BENEDITO FRANCO |
067 - A Guerra - II / I
*Em Congonhas, MG, os estudantes passávamos as férias numa Casa de Campo, aos pés da Serra de Ouro Branco, um paredão colossal de pedra - emoldura um dos lados da cidade de Ouro Branco.
Dois padres acompanhavam-nos: o Padre Diretor ou o Padre Sócio, tipo vice-diretor, responsável direto pelos internos, e um professor - companhia para o padre e para nós, alunos. O professor que mais gostávamos que nos acompanhasse, um holandês simpaticíssimo, magro e alto, muito branco, com um bom português. Regente dos coros, o diretor do teatro - além de dirigir as peças, mostrava-se um grande artista, pintava os cenários - ajudava-o. Meu professor de desenho e pintura. Chamava-me de O Egípcio, por eu gostar de desenhar e pintar telas grandes. Era o Padre Anselmo.
Praticávamos esportes os mais diversos. Futebol, vôlei e basquete, os que mais apreciava. Nas piscinas nadávamos quase o dia inteiro, mas nunca fui grande amante de natação e muito menos exímio nadador - muito frio por lá.
Passeávamos pelos matos da redondeza à procura de gabiroba e cabacinha, assim como de outras frutas do mato - nas férias de fim de ano essas frutas eram normais e fartas. Arrancávamos o pacheco (ou jucatupé, ou ainda jacatupé, ou até mandioca doce, como o chamam alguns); raiz de um pequeno arbusto bem diferente do pé de mandioca, mas de raiz bem parecida - muito apreciada por nós. Pegavam-se os animais encontrados - cobras, rãs ( jias), aranhas, jaratataca, tatus etc.. Os venenosos enviados para o Butantã em São Paulo. Alguns - rãs, tiús, gambás e tatus - consumidos e outros embalsamados para o pequeno museu. Nem todo aluno poderia pegar um animal encontrado - só alguns autorizados, eu entre eles.
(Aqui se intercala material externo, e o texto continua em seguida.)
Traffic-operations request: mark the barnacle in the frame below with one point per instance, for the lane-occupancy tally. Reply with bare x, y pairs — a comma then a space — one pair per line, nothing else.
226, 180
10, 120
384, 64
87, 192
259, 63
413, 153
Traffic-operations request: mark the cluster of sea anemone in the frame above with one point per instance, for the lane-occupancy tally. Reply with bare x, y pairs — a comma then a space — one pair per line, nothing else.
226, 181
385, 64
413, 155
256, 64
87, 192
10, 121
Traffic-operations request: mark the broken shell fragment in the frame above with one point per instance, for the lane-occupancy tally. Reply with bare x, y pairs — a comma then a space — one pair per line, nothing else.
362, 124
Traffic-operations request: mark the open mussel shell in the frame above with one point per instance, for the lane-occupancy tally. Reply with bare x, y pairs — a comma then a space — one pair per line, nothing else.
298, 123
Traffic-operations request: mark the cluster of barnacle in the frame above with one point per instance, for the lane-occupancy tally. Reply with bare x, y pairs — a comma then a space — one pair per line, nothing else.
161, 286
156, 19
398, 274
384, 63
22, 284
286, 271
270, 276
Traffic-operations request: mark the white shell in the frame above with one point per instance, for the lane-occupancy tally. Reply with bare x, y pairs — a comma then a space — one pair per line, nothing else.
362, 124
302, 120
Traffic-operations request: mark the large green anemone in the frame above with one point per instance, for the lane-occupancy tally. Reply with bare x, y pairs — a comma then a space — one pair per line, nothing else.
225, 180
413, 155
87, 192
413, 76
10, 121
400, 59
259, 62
Ao entardecer, acionava-se um pequeno motor a gasolina, funcionando com seu barulho característico, até o Padre dar o último sinal com a campainha, para dormirmos; ainda hoje me vem à memória aquele bater dos pistões do pequeno motor.
Após o jantar, luz fraca, e só na casa. A varanda e o refeitório serviam de sala de recreio, onde jogávamos baralho e contávamos nossas histórias e estórias diárias e as saudosas de nossas casas e famílias - contávamos nossas potocas (conversas fiadas). Os que comeram farinha, ou iriam comer, era um assunto comentado à surdina (comer farinha é o mesmo que sair ou ser mandado embora do seminário). Praticávamos alguns jogos, como o quebra-cabeça, a dama e o xadrez - havia até mesmo um bilhar – com bolas de marfim.
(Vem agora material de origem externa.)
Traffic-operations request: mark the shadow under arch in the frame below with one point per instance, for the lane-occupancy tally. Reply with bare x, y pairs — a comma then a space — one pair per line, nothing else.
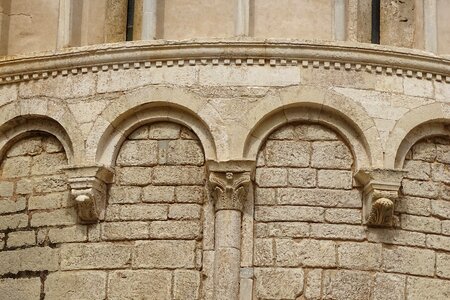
422, 122
309, 112
25, 126
118, 130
Rodeávamos o professor, misto de contador de histórias e companheiro naquela solidão. No lusco-fusco das lâmpadas e na escuridão total lá fora, quebrada apenas pelas luzes dos vaga-lumes e sonorizada pelos cricris de grilos vários e os incontáveis e variados coaxares de sapos e rãs – com sua orquestra harmônica quebravam a monotonia.
Contato com a civilização uma ou duas vezes por semana, quando por lá aparecia um carro. O caminhão do seminário ia uma vez por semana, para levar os gêneros alimentícios, roupas limpas, ou algo necessário, e apanhar as roupas sujas.
Padre Anselmo descrevia-nos os anos passados no seminário na Holanda, situado à beira de uma importante rodovia, justo no período da Segunda Guerra Mundial. Meninos e jovens arrepiávamos os cabelos e arregalávamos os olhos diante da real e dramática descrição de dias e anos daquela guerra terrível - ouvíamos ávidos, sentindo calafrios.
Os que declaram, administram e comandam as guerras ficam em confortáveis gabinetes em seus países - no final, os heróis. Na verdade, os heróis ao longe: o povo morrendo nos combates ou em suas consequências. A história, uma fábula, ou, um relato tendencioso, sobre a qual poucos discordam.